All is not completely rosy in this city of Brotherly Love. Philadelphia went down on record in 2005 with the most homicide deaths in the city’s history. There are blighted neighborhoods throughout Philadelphia where drug dealing, violence and crime are wreaking havoc. The Mayor, Police Commissioner and concerned citizens have joined forces in tackling the problem, but the task is a daunting one. The Governor said he would provide state troopers and even national guards if asked to. The Police Commissioner turned down the offer saying that more stringent gun laws are what is needed, not more manpower. Despite this blip on my beloved city, I feel safer here than I did in my old Bedford-Stuyvesant neighborhood, where I witnessed a shooting in the middle of the day just prior to my leaving New York.

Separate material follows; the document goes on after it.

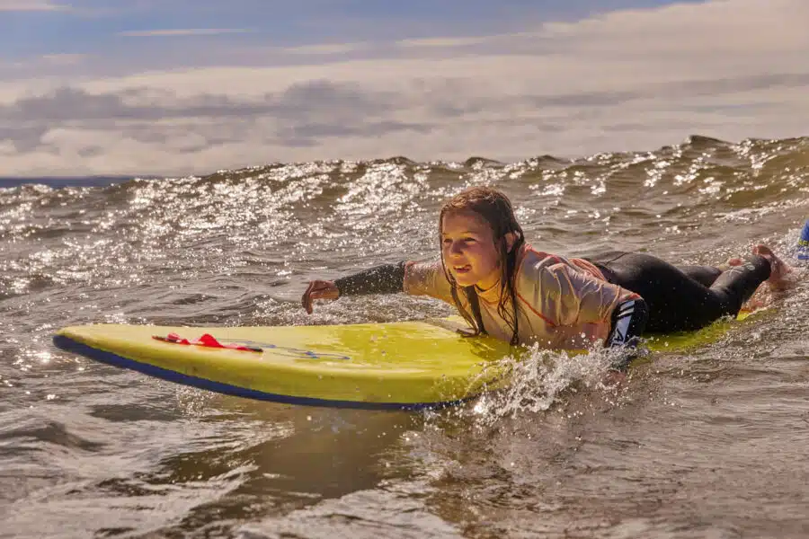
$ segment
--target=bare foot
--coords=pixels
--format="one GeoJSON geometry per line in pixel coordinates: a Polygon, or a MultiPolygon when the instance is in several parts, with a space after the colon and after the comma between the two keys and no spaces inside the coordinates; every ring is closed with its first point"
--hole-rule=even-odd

With the passage of time, I remain enamored with Philadelphia. This past summer I beheld a beautiful sight while sitting on the porch of the house where I live. Children were playing outdoors without adult supervision. This was something I almost never saw in my Bedford-Stuyvesant neighborhood. What I saw instead were anxious parents who kept their children within their line of vision at all times. It was a joy to watch children lost in their own merriment as they ran around, jumped rope, rode bikes, or traipsed back and forth to the corner store. When fall came and school started, I was in for another pleasing sight. High school students were wearing school uniforms. Yes, the khaki pants were baggy, and the polo-shirts with the school emblem were oversized, but the teens seemed to be okay with the ensemble. You could sense their relief in not having the pressure of meeting fashion standards. And what can I say about my first winter in Philadelphia? I believe it snowed at most three times, and the public schools were closed each time. Even with a record 27 inches of snow, New York City schools remained open. That alone should tell you that Philadelphia could not be New York’s sixth borough, even if it wanted to.